Que faisons-nous en Afghanistan ?
Le président de la République a été clair à Fréjus lors de
la cérémonie d’hommage des deux marsouins tués en Afghanistan : la France « restera en Afghanistan aussi longtemps que
nécessaire. (…) Notre sécurité, ici, en France, repose aussi sur notre
engagement là-bas ». Le 25
août, il était intervenu sur les engagements français à l’étranger devant les
ambassadeurs réunis à Paris (discours du président de la République du 27
août à Fréjus et extraits du discours du 25 août aux ambassadeurs). D’une manière surprenante, dans son
éditorial du 27 août, la réaction du Monde a été « Afghanistan : la France en manque
de doctrine ». Le président n’aurait-il pas été assez clair ?
Certainement. Nous sommes en Afghanistan pour empêcher, avec
nos alliés, que les extrémistes talibans se réinstallent et créent une base
d’entraînement pour les futurs Djihadistes. Pourquoi interdire ce retour ?
Lisons rapidement les textes des théoriciens du Djihad et
donc d’AlQaida qui justifient les actions d’une grande partie des
insurgés afghans. :
- Ces
textes affirment avoir besoin d’une base d’entraînement car le combat contre
les chrétiens (ou croisés), les apostats, les juifs, les athées ne peut
s’arrêter tant qu’un califat musulman ne sera pas instauré, regroupant tous les
musulmans.
- Dans
ces écrits, la notion de frontières n’existe pas. Nous ne sommes pas « l’ennemi
proche » mais « l’ennemi lointain », cible ultérieure ;
- Le
pouvoir politique doit s’aligner sur la croyance en Dieu. La Chariah ou loi
islamique doit être instaurée ;
- Un
musulman ne combat pas un autre musulman, bien que les Djihadistes aient
justifié la mort d’autres musulmans. En l’occurrence, leurs actes ne sont pas
réellement condamnés par l’ensemble des musulmans, y compris en France ;
- L’occident
doit se soumettre et est l’ennemi par son attitude envers l’islam, ses libertés
contraires aux règles de l’Islam (femmes, polygamie, homosexuels…) ;
Les textes étant connus, le débat est donc ailleurs.
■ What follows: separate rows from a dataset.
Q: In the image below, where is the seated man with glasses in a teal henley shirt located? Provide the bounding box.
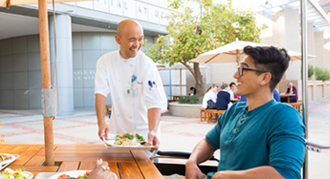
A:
[186,46,305,179]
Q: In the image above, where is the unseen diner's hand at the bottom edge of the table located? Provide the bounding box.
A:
[87,162,115,179]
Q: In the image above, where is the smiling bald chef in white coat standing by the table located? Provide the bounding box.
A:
[95,20,167,152]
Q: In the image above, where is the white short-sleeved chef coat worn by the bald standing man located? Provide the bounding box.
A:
[95,50,167,139]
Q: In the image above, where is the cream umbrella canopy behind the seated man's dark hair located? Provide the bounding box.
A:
[191,40,315,64]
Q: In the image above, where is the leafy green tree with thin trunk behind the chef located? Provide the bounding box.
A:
[146,0,267,100]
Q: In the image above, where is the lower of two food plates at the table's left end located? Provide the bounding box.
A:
[1,167,34,179]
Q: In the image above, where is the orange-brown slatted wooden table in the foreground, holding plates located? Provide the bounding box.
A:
[0,144,163,179]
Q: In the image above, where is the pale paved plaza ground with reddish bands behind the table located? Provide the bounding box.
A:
[0,99,330,179]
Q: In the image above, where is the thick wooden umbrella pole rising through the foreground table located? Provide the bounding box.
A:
[38,0,55,166]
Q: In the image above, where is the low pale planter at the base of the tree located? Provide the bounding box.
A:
[168,102,202,118]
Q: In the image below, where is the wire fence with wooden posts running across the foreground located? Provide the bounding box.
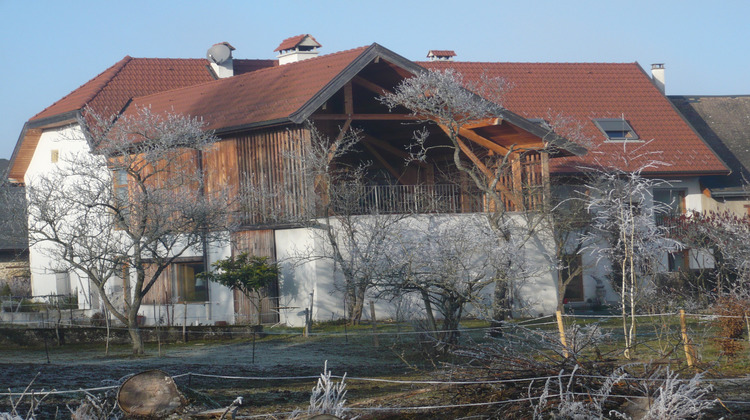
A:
[0,312,750,418]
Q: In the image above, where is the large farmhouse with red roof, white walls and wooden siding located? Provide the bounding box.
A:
[9,35,728,325]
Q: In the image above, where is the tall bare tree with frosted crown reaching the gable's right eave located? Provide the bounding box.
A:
[380,70,576,325]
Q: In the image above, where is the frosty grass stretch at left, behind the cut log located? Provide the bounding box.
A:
[0,331,446,413]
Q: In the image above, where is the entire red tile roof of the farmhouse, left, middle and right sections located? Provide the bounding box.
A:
[14,43,726,180]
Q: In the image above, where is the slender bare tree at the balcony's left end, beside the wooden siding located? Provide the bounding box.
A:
[288,124,409,324]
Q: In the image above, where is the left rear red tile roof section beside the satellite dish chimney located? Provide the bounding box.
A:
[30,56,214,122]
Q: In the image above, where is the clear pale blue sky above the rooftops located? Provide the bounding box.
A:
[0,0,750,158]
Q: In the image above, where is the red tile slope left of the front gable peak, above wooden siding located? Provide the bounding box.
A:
[126,47,368,130]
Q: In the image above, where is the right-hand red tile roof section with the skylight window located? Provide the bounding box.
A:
[418,61,727,174]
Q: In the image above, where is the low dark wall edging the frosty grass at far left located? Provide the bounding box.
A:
[0,325,264,346]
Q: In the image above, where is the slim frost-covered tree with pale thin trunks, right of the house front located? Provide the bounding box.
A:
[582,152,681,358]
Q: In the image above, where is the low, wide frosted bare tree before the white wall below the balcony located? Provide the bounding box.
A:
[378,215,523,344]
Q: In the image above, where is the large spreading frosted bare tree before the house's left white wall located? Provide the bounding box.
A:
[27,108,231,354]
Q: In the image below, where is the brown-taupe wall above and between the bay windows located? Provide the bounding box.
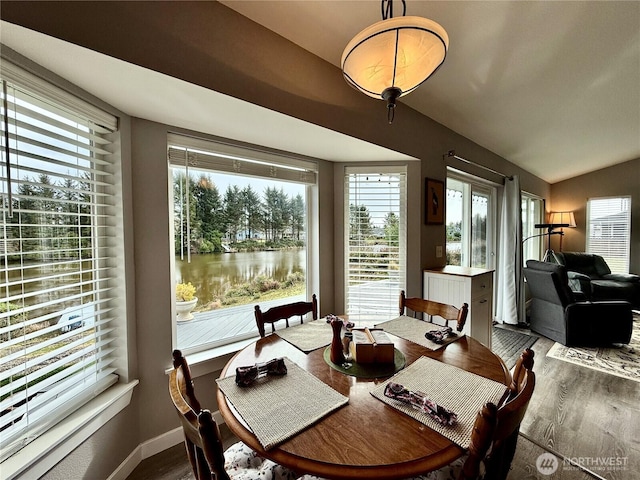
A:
[0,0,549,478]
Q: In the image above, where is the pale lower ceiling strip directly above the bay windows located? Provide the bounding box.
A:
[0,21,416,167]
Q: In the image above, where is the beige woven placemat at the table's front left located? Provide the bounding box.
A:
[216,358,349,450]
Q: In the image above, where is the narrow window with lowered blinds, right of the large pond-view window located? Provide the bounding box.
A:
[344,167,406,321]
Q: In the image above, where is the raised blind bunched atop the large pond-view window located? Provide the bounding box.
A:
[167,134,317,185]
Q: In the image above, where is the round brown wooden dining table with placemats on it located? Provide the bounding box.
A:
[217,332,511,480]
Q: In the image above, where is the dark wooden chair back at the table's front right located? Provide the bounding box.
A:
[458,349,536,480]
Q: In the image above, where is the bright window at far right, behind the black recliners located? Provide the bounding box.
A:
[587,197,631,273]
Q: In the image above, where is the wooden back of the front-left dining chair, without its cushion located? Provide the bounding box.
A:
[169,350,230,480]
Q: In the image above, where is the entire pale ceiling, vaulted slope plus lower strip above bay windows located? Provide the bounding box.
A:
[0,0,640,183]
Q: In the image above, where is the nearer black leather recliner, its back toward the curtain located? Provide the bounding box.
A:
[524,260,633,347]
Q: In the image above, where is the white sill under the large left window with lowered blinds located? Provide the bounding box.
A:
[2,380,138,480]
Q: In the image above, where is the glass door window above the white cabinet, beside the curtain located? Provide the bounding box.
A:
[446,171,495,268]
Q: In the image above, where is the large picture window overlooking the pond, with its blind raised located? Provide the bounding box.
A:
[168,134,316,353]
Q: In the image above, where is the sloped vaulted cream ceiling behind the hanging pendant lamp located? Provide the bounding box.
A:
[221,0,640,183]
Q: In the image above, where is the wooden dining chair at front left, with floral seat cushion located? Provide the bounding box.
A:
[169,350,296,480]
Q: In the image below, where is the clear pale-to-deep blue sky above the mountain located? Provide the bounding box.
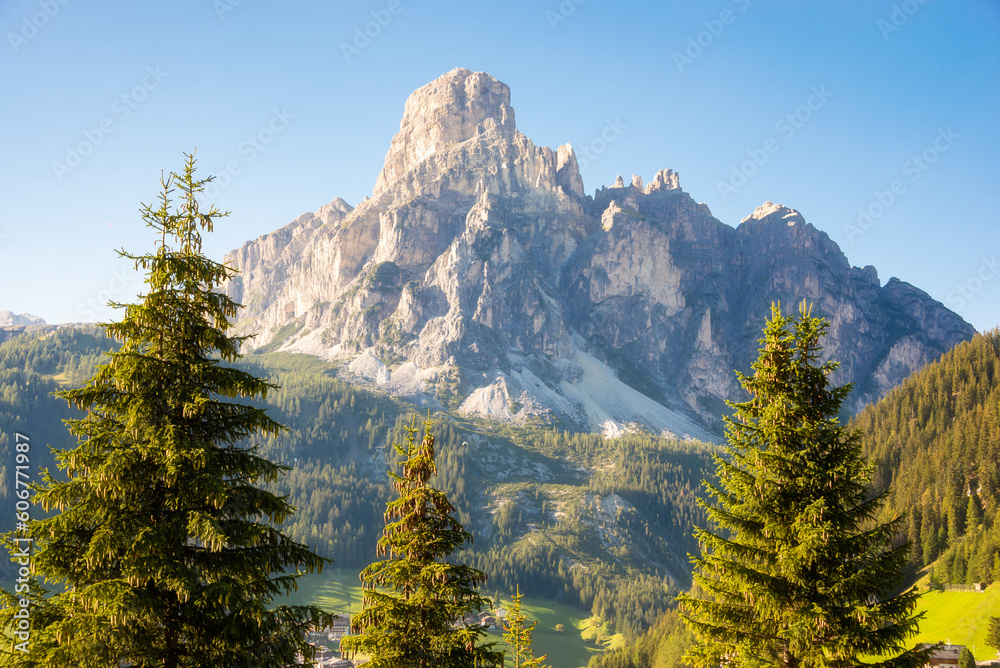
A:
[0,0,1000,330]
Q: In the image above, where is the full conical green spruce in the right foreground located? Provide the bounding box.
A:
[679,303,927,668]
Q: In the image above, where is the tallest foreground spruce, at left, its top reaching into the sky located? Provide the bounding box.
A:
[0,155,331,668]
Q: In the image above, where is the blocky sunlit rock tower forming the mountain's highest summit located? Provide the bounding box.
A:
[373,68,515,199]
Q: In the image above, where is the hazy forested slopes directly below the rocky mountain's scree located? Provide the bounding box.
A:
[0,329,715,636]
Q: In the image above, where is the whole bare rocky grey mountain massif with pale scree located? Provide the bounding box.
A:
[226,69,974,437]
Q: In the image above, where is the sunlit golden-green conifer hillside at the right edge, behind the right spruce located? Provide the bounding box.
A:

Comment
dire aux musulmans, y compris français (mais sont-ils vraiment concernés, un
certain nombre servant sans problème dans les armées et appliquant le principe
de la laïcité) et que nous combattons des musulmans fanatiques animés par le
Djihad, certes minoritaires mais prosélytes y compris dans nos sociétés de
libertés. Les contextes politiques intérieur et extérieur ne s’y prêtent pas
beaucoup.
Le débat sur l’érection d‘une mosquée aux Etats-Unis à proximité
des tours du 11 septembre, le refus de Disney d’accepter des tenues religieuses
ostentatoires aux Etats-Unis qu’elles soient une Kipa ou un Hidjab (le Monde du
26), le débat sur la burqa en France, un ramadan de plus en plus présent en
France avec une publicité ostensible sur les produits hallal, un doute profond
d’une partie des Français sur la place de l’islam en France, sans oublier le
conflit en Proche-Orient qui s’impose par moment dans le débat national, où
ceux qui ne sont ni de confession juive, ni de confession musulmane, se sentent
pris en otages d’un conflit au premier abord religieux mais pas uniquement,
tout ceci nuit au message politique qui doit souligner le combat à mener à
l’extérieur et ne pas stigmatiser (mot très à la mode et utilisable pour tout)
les Français de confession musulmane.
En outre, dans cette période préélectorale en France, les
paroles doivent être mesurées surtout si par exemple le PS veut agir auprès des
Français d’origine immigrés, certes pas tous de confession musulmane, pour
qu’ils votent plus en 2012 en estimant que cela sera favorable à son candidat.
Dans ce contexte, comment expliquer la
stratégie française en Afghanistan (et non « l’absence de doctrine » comme le
dit maladroitement le Monde) aux citoyens français surtout si l’on ne veut pas
désigner l’ennemi pour des raisons de politique intérieure bien que le discours
aux ambassadeurs du 25 août soit beaucoup plus explicite ? La 9e commémoration
des attentats du 11 septembre est notre prochain rendez-vous avec l’islamisme
radical qui a aussi sa date anniversaire et nous devrons être vigilants.